Two offshore and 15 onshore wind farms have won subsidy contracts in the Government’s first competitive green energy auction, significantly undercutting the prices that have been handed to other projects.

The results of the auction suggest consumers may be paying hundreds of millions of pounds a year too much on their energy bills because ministers previously allocated subsidies without competition, providing much higher returns to investors, critics said.

More generous subsidy schemes should now be reined in and excess subsidies clawed back, they added.

In total on Thursday ministers gave the go-ahead to 27 green energy projects, with estimated lifetime subsidy costs totalling £4bn.

Energy companies were forced to bid against each other in “reverse auctions” with the cheapest proposed projects in each category being awarded subsidies.

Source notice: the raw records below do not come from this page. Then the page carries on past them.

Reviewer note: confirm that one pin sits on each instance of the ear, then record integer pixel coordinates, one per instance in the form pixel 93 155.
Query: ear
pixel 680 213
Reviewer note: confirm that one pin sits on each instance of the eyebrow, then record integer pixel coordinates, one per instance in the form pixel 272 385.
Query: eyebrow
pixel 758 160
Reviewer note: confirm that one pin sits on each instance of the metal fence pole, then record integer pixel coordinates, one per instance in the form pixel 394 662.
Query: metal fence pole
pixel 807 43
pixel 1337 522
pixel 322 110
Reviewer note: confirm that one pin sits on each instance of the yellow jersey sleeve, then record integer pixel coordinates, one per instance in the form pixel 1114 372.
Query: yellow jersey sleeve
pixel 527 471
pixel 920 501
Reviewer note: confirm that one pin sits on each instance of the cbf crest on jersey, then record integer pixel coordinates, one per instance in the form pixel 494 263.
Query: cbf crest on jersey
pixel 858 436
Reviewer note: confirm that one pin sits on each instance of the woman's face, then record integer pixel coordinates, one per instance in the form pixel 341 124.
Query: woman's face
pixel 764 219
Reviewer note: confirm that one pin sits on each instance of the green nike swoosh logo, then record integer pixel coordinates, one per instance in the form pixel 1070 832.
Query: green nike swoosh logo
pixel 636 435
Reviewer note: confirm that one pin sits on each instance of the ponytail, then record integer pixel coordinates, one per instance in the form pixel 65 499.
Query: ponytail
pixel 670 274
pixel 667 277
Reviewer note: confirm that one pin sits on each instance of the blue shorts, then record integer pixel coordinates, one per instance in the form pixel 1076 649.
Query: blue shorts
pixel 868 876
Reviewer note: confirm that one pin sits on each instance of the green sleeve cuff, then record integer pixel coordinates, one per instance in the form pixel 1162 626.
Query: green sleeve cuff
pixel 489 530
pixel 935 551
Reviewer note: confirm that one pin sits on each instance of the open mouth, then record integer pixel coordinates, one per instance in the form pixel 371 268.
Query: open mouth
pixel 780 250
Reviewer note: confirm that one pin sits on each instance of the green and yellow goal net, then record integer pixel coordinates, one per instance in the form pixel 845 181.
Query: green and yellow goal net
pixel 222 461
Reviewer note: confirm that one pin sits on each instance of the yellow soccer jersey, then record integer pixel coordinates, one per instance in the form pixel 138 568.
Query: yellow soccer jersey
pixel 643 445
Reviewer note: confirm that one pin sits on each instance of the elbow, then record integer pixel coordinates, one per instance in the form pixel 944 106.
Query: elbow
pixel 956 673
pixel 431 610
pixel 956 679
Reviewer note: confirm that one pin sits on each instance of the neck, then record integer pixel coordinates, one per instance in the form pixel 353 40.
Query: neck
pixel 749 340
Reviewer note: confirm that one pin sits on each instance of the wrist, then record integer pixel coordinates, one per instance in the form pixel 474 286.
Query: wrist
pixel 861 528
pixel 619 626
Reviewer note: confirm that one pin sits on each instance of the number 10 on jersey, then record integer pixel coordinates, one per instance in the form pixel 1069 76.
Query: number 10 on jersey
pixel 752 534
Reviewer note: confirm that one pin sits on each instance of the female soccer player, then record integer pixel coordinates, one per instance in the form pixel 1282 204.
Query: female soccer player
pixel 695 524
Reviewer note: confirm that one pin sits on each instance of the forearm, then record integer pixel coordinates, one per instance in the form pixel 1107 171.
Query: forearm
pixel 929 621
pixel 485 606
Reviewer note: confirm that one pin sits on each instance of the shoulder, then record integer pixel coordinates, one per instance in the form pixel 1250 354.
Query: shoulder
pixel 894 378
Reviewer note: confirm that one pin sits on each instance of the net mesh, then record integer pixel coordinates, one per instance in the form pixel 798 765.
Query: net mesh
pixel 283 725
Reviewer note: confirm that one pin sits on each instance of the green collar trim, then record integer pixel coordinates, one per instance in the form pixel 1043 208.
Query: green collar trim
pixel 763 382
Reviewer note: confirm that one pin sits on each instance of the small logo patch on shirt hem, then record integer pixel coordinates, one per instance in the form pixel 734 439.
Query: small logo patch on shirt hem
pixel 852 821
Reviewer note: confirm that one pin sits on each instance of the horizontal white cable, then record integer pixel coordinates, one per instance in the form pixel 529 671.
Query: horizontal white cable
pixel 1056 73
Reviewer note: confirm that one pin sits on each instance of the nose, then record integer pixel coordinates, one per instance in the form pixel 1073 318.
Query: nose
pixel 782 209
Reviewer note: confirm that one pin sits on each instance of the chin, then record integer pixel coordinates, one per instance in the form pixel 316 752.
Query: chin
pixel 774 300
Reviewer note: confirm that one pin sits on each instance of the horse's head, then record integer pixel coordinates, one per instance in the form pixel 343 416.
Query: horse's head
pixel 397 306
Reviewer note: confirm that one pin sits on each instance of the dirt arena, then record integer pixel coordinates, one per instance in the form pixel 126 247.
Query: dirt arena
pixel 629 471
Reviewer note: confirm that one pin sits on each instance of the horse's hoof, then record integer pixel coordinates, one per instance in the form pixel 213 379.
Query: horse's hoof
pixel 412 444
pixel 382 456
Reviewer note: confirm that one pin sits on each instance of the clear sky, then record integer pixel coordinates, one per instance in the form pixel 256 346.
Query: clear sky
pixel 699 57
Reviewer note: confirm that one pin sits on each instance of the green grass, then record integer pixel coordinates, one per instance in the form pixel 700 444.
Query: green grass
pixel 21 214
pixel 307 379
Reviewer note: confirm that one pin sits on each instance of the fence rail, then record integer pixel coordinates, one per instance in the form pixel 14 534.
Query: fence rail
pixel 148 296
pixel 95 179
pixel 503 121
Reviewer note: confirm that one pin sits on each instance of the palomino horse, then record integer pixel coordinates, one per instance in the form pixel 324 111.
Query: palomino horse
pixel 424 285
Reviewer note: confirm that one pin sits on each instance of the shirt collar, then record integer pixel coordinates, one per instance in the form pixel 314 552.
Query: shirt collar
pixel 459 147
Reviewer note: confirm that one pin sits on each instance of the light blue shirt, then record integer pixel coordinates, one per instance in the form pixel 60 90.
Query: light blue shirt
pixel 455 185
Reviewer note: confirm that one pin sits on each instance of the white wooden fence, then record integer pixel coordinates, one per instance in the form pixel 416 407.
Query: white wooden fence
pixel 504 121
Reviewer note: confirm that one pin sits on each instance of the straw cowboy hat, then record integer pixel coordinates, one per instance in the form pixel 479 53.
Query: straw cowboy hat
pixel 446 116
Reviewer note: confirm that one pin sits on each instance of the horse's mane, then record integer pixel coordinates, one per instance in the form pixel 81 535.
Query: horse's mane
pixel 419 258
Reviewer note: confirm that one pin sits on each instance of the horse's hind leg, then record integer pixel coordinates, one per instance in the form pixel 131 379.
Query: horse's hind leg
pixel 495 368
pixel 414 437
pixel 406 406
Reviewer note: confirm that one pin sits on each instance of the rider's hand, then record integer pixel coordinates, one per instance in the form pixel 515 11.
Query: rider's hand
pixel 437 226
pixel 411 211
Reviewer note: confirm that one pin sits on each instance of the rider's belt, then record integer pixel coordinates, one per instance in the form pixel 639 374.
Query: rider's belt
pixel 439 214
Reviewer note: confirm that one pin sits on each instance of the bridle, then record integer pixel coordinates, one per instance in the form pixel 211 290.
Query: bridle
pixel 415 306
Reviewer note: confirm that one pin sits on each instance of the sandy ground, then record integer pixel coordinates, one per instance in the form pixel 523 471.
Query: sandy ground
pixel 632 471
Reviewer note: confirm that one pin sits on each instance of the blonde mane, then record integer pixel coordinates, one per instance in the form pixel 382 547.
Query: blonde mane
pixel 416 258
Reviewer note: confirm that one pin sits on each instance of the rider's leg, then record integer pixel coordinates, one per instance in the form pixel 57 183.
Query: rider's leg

There's part of the insanity. For a decade and more they have not been insisting upon competitive bids. Instead, they've drawn up standards for certain technologies and then agreed a level of subsidy. That's madness.

But sadly, it gets worse. They are offering different levels of subsidy for different technologies. As we've long said that's where it tips over into insanity.

Start from where the government actually is: climate change is happening, we're causing it and we've got to do something about it. That something obviously being reducing emissions by having renewable power supplies. So, what's the best way of doing this? A series of committees deciding who gets to be the lucky recipient of a cheque? Different amounts of subsidy for different ways of achieving the same aim, reducing emissions by x tonnes?

No, of course not. The correct way to do it is to set just the one price (perhaps a subsidy, perhaps a carbon tax) and then see which technology can best achieve that goal, that reduction in emissions. If, for example, solar can meet the target better than wind then wind should have no subsidy and solar all of it. If onshore wind is better than offshore then no subsidy to offshore, all to onshore.

For we don't in fact want to have just competition among providers of one technology. We want to have competition among all providers of all potential technologies so as to find out which one solves the problem best.

Whatever one thinks about climate change itself the way that the government has been splashing around our money is simply mad. Yes, under both Labour and the Coalition.